The environmentalists highlight the  importance of wetlands every year on 2 February when we celebrate World Wetlands Day. This day marks the date of the adoption of the Convention on Wetlands on 2 February 1971, in the Iranian city of Ramsar on the shores of the Caspian Sea.

Appropriately on 01 February 2022 South Africa proclaimed a new addition to the Ramsar List of Wetlands of International Importance. The Berg Estuary on the west coast is the 28th “Ramsar Site” in South Africa. The  designation as a Ramsar site the wetland recognises the site’s international significance in terms of ecology, botany, zoology, limnology (study of lakes) or hydrology (study of earth’s water).
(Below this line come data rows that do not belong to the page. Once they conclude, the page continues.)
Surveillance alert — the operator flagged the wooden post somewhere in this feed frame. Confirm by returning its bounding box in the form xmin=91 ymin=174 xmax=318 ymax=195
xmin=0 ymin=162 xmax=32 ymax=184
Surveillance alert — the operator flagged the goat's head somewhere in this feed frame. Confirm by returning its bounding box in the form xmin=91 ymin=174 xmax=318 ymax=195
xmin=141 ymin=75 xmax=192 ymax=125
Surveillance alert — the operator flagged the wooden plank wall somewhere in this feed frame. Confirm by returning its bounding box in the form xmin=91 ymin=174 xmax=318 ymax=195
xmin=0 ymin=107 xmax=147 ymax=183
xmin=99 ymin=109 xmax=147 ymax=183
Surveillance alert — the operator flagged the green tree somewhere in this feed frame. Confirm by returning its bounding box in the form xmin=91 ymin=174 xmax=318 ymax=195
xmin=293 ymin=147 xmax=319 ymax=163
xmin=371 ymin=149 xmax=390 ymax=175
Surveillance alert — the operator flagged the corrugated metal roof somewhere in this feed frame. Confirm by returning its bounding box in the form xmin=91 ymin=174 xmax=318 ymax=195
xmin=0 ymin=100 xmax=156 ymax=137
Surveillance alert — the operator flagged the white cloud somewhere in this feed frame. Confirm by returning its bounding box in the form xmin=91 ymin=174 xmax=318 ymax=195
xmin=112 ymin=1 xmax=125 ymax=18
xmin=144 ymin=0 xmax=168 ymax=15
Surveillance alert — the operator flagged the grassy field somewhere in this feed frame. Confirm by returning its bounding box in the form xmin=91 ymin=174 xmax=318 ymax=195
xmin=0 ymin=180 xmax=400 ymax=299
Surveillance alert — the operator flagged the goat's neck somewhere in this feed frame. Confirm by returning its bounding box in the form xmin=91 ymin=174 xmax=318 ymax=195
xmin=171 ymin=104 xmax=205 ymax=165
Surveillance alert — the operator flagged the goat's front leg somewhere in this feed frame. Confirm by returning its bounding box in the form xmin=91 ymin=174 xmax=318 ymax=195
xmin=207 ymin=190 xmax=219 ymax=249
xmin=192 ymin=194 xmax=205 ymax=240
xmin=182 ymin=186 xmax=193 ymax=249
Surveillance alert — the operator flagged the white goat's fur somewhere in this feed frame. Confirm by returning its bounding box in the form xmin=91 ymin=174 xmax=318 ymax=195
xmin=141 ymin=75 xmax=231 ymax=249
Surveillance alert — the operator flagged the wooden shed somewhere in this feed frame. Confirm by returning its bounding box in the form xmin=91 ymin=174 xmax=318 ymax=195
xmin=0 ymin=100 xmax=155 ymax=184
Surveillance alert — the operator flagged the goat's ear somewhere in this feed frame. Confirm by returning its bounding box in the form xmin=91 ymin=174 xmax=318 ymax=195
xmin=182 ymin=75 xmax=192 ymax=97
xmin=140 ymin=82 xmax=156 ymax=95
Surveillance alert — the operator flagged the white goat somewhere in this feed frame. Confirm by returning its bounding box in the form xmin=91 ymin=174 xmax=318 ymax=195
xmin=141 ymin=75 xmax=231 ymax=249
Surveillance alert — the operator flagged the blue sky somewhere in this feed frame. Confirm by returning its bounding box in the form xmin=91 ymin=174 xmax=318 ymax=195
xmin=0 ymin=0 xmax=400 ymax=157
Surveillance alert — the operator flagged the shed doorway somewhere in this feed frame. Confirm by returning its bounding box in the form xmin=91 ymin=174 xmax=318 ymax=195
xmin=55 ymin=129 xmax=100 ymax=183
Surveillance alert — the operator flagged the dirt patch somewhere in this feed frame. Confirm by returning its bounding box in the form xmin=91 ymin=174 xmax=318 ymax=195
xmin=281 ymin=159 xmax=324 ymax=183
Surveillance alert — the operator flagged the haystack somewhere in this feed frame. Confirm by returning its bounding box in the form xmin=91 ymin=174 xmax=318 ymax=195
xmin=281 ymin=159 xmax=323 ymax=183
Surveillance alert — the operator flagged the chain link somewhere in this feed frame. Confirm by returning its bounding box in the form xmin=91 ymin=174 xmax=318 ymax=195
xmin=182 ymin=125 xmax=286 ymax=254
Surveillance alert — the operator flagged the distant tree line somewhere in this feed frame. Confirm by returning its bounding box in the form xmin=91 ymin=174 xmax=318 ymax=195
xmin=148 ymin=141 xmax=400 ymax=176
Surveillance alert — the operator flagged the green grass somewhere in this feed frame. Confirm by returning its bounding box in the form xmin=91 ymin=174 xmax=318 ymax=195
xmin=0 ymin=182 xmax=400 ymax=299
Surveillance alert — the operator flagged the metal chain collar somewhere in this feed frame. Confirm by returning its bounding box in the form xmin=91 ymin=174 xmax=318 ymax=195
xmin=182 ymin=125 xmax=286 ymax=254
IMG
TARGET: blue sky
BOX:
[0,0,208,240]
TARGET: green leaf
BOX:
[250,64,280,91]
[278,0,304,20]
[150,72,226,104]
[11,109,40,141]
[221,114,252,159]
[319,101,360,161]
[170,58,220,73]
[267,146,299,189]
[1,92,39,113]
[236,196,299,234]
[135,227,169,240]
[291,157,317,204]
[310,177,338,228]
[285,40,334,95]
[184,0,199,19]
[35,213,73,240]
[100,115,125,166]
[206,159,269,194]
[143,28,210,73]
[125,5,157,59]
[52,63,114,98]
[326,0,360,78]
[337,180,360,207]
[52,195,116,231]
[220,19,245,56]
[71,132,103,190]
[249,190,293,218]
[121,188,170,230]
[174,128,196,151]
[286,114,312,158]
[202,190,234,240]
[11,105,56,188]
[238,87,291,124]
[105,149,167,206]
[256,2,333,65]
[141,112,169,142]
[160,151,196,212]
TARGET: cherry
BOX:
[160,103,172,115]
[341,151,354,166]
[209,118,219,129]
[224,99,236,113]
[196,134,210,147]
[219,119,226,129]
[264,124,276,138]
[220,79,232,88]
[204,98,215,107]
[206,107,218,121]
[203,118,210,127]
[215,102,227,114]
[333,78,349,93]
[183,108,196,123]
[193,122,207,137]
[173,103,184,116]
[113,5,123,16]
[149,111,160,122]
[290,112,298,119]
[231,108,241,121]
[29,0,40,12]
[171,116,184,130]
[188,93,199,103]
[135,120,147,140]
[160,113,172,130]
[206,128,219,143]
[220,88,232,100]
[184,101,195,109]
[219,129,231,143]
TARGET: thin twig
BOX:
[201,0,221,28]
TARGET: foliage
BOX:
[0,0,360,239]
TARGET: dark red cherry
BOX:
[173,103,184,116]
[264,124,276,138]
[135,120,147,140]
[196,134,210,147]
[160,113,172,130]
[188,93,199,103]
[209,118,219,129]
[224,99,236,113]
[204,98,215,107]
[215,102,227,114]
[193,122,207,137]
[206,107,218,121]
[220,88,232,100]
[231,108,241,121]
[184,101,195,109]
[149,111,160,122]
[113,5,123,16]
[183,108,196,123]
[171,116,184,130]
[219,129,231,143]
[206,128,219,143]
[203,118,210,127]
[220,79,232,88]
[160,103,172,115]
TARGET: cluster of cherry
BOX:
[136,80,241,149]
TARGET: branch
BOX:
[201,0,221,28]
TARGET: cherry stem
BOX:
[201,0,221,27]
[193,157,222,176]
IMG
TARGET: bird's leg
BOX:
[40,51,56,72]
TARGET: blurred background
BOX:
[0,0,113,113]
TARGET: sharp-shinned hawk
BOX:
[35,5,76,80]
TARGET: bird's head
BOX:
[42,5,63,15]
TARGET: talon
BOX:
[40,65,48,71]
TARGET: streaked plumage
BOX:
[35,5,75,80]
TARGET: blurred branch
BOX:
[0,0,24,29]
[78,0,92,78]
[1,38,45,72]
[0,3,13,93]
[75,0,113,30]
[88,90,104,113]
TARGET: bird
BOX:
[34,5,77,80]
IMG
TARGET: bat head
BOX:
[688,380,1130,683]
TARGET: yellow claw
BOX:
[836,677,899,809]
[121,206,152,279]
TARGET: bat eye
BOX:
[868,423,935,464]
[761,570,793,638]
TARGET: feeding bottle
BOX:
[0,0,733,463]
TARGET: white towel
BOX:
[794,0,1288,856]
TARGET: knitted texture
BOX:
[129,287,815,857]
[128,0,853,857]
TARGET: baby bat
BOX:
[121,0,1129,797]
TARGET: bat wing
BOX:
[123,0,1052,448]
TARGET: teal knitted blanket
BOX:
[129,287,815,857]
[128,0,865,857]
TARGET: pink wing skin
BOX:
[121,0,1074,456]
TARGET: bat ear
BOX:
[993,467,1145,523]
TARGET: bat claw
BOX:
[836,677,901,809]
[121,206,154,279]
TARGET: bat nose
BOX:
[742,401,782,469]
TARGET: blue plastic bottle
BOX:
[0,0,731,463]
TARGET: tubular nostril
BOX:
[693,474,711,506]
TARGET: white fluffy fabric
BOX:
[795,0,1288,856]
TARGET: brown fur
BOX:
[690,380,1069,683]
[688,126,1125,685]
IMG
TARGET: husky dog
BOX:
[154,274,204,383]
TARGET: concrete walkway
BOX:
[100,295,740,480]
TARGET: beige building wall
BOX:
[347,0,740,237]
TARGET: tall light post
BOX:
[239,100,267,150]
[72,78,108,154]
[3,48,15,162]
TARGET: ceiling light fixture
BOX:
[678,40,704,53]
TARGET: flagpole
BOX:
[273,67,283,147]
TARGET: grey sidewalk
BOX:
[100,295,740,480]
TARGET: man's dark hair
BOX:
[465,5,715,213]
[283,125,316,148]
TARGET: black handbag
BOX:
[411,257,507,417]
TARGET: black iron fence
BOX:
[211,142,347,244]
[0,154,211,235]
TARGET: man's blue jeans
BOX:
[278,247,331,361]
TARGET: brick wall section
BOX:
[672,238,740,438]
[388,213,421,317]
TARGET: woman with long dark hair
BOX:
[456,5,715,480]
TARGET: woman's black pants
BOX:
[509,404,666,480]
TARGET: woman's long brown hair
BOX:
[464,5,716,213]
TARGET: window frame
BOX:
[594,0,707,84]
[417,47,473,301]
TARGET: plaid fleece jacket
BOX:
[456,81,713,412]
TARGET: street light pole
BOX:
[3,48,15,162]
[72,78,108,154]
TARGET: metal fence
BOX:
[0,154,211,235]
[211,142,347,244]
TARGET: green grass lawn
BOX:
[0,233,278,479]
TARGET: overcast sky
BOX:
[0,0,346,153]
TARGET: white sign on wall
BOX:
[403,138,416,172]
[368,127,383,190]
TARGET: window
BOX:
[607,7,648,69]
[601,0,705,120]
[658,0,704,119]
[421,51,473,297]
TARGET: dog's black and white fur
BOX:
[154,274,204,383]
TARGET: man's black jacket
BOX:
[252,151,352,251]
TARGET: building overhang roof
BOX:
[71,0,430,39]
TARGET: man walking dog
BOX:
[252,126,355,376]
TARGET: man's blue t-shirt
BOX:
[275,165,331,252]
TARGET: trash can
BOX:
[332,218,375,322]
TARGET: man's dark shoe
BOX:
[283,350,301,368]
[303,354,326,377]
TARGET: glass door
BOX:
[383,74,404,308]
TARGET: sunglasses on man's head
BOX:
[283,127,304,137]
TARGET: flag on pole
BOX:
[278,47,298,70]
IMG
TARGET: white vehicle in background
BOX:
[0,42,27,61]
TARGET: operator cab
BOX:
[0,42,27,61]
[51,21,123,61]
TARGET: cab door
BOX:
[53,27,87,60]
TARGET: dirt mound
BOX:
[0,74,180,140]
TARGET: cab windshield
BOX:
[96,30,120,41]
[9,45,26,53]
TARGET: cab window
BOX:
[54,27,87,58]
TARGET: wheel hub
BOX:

According to the South African National Water Act a wetland is “land which is transitional between terrestrial and aquatic systems where the water table is usually at or near the surface or the land is periodically covered with shallow water, and which land in normal circumstances supports or would support vegetation typically adapted to life in saturated soil”.

How to identify a wetland

You will know you are dealing with a wetland if the soil is wet and if you find wetland plants such as bulrush, papyrus, iKhwane grass, iNcema or red swamp grass growing in the area.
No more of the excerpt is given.